Uchwała Rady Miasta Gdańska w sprawie sprzedaży, podawania i spożywania alkoholu na terenie miasta

Rada miasta Gdańska w 2013 roku podjęła więc uchwałę wprowadzającą zakaz sprzedaży, podawania i spożywania napojów alkoholowych m.in. w takich miejscach, jak przejścia podziemne, punkty detaliczne, których wnętrze jest niedostępne dla klientów, a także w ogólnodostępnych bramach i na podwórzach oraz na ciągach pieszych (chodnikach). Jednak wojewoda pomorski ww. miejsca z uchwały uchylił, wydając rozstrzygnięcie nadzorcze.

Rozstrzygnięcie nadzorcze wojewody pomorskiego zmieniające uchwałę gdańskich radnych (pdf)

Wojewoda w swojej decyzji powołał się na wyrok Wojewódzkiego Sądu Administracyjnego we Wrocławiu z 19 grudnia 2011 r., kiedy to sąd stanął na stanowisku, że wprowadzenie zakazu spożywania napojów alkoholowych na podwórkach, we wnętrzach międzyblokowych oraz wspólnych częściach budynków mieszkalnych, na wałach przeciwpowodziowych czy w przejściach podziemnych stanowi przekroczenie przez radę gminy kompetencji udzielonej jej w art. 14 ust. 6 ustawy o wychowaniu w trzeźwości i przeciwdziałaniu alkoholizmowi, poprzez błędne przyjęcie specjalnego charakteru tych miejsc, choć są one o powszechnym charakterze.

W miejskiej uchwale pozostały jednak następujące miejsca, w których obowiązuje zakaz picia alkoholu w Gdańsku: przystanki komunikacyjne w obrębie pętli tramwajowych i autobusowych, place zabaw, tereny zieleni publicznej, plaże.

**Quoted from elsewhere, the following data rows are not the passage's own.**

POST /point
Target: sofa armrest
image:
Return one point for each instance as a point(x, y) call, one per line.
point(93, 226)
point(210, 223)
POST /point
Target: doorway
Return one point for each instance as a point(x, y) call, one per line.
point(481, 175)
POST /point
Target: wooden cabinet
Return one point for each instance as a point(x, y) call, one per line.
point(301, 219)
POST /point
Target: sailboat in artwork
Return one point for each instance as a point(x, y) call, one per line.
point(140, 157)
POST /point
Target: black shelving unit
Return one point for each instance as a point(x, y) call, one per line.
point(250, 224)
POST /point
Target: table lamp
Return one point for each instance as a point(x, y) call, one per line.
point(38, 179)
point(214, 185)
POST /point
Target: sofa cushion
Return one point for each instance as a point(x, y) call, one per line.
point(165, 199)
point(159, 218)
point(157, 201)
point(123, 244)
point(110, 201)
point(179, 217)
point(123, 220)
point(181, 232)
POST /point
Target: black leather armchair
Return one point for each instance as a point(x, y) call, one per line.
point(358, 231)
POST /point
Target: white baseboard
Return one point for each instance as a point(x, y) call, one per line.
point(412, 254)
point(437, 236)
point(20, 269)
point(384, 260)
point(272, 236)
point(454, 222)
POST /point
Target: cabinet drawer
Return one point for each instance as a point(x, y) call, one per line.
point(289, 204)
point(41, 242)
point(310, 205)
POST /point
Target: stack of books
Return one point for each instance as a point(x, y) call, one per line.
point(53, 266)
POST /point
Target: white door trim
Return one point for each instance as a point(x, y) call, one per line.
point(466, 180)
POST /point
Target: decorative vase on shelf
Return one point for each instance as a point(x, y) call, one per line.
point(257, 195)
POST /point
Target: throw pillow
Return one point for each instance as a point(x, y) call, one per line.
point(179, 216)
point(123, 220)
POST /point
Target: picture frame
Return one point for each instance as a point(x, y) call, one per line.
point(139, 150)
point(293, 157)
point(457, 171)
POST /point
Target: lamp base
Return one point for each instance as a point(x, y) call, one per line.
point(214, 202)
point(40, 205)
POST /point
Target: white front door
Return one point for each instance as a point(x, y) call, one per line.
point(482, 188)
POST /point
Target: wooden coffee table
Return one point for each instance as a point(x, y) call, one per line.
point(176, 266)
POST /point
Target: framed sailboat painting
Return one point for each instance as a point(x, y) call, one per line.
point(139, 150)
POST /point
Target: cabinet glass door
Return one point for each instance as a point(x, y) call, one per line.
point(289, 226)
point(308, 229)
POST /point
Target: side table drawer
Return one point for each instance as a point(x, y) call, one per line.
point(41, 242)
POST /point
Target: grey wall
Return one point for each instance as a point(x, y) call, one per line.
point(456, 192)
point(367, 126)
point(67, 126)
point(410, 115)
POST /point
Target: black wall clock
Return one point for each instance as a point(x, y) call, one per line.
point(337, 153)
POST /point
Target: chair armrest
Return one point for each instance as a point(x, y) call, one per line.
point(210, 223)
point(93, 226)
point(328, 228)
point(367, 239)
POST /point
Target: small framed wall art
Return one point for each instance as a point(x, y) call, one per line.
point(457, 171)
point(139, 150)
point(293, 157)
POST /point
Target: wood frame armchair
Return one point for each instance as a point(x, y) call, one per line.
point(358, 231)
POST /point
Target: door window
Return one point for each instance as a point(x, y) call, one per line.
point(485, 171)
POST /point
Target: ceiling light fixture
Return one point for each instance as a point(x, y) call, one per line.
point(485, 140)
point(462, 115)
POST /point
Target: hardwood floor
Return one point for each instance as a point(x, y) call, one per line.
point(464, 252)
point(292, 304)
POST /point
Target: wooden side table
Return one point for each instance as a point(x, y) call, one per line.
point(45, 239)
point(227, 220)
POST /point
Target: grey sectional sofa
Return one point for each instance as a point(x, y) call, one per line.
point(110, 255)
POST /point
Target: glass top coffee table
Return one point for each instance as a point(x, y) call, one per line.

Co ważne, ustawa o wychowaniu w trzeźwości nie posługuje się terminem "miejsca publicznego", na który często powołują się policjanci czy strażnicy miejscy chcący wystawić mandat.

Znajdzie się paragraf na każdego?

W sieci pojawiły się poradniki, które pomagają w uniknięciu konsekwencji picia alkoholu w miejskiej przestrzeni i uniknięcia mandatów z tego powodu, bo polskie prawo nie jest dość precyzyjne w tej kwestii.

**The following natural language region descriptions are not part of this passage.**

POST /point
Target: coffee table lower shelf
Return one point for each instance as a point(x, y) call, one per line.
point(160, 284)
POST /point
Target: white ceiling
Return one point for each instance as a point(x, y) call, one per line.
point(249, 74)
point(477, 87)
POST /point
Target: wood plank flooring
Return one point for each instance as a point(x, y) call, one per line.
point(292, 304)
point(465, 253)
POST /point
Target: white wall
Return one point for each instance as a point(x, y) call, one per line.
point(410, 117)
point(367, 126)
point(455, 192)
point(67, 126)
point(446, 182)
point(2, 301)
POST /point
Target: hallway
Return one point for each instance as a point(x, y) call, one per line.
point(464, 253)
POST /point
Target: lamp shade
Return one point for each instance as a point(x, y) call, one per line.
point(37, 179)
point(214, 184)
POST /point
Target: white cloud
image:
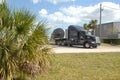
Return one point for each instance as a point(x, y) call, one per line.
point(1, 1)
point(57, 1)
point(52, 1)
point(43, 12)
point(36, 1)
point(81, 14)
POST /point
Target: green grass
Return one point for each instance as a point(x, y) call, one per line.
point(106, 44)
point(84, 67)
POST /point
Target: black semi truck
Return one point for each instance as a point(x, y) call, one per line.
point(74, 35)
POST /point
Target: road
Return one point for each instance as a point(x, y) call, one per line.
point(76, 49)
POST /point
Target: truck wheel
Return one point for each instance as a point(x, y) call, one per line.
point(87, 45)
point(70, 45)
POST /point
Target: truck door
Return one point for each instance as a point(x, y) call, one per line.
point(81, 37)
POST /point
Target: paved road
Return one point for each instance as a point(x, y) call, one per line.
point(62, 49)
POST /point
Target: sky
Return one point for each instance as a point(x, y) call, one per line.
point(62, 13)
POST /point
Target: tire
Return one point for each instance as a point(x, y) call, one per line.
point(87, 45)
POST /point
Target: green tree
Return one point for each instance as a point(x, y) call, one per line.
point(86, 27)
point(93, 25)
point(23, 45)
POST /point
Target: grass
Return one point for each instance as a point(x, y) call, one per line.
point(106, 44)
point(84, 67)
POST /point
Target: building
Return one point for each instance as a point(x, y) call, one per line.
point(108, 30)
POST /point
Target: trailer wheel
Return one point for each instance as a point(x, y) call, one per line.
point(87, 45)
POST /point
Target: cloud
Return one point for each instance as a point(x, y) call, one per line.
point(52, 1)
point(36, 1)
point(57, 1)
point(43, 12)
point(1, 1)
point(81, 14)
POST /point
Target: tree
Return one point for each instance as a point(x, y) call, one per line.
point(93, 25)
point(23, 45)
point(86, 27)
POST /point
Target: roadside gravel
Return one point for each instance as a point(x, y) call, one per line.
point(78, 49)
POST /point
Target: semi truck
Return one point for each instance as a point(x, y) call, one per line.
point(74, 35)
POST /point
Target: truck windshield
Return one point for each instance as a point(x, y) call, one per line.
point(88, 33)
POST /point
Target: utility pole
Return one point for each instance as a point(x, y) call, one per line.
point(100, 20)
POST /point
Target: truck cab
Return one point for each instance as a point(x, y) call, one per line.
point(78, 36)
point(74, 35)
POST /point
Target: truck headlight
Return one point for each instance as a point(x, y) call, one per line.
point(93, 42)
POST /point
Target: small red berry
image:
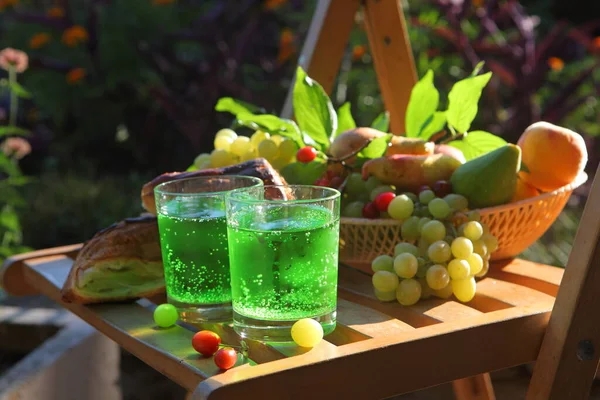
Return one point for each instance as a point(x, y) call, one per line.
point(382, 201)
point(370, 210)
point(306, 154)
point(206, 342)
point(225, 358)
point(442, 188)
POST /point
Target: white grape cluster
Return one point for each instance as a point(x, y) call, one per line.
point(232, 149)
point(435, 258)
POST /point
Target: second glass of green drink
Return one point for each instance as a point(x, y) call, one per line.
point(193, 238)
point(283, 255)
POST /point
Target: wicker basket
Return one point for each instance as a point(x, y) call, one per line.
point(516, 225)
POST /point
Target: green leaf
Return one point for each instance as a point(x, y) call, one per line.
point(19, 90)
point(304, 173)
point(271, 124)
point(424, 101)
point(236, 107)
point(477, 143)
point(382, 122)
point(12, 130)
point(313, 110)
point(377, 147)
point(463, 99)
point(433, 125)
point(345, 120)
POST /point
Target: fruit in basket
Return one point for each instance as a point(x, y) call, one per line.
point(554, 156)
point(411, 171)
point(450, 151)
point(489, 180)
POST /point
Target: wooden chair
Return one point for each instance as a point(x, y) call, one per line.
point(521, 313)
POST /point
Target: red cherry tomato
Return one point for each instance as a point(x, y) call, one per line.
point(306, 154)
point(382, 201)
point(206, 342)
point(370, 210)
point(442, 188)
point(225, 358)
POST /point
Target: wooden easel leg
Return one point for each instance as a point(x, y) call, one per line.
point(325, 44)
point(477, 387)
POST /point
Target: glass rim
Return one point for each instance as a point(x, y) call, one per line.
point(158, 188)
point(334, 194)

- Ustawa o przeciwdziałaniu alkoholizmowi jest dla nas nadrzędna, ale każdy przypadek trzeba rozpatrywać osobno - podkreśla Miłosz Jurgielewicz, rzecznik straży miejskiej w Gdańsku. - Coś co jest podwórzem ogólnodostępnym, może też spełniać przesłanki, by było potraktowane jako plac, albo plac zabaw, co daje podstawę do podjęcia przez nas interwencji. Ponadto wiele miejsc może być potraktowane także jako teren zieleni publicznej, np. jeżeli będą tam rosły klomby i będzie ono w zasobie gminy.
Ul. Kowalska w centrum Gdańska. Młodzi ludzie popijają piwo podczas wagarów.

Ul. Kowalska w centrum Gdańska. Młodzi ludzie popijają piwo podczas wagarów.
Funkcjonariusze mają też metodę na chętnych do wypicia alkoholu na ciągach pieszych (chodnikach). Jaką? Ustawa o wychowaniu w trzeźwości mówi o zakazie spożywania alkoholu na ulicach, a inna ustawa (o drogach publicznych) mówi, że chodnik jest częścią ulicy. Natomiast jeżeli to będzie ciąg pieszy bez ulicy, to strażnik może potraktować go jako plac, co może być podstawą do ukarania pijących alkohol w tym miejscu.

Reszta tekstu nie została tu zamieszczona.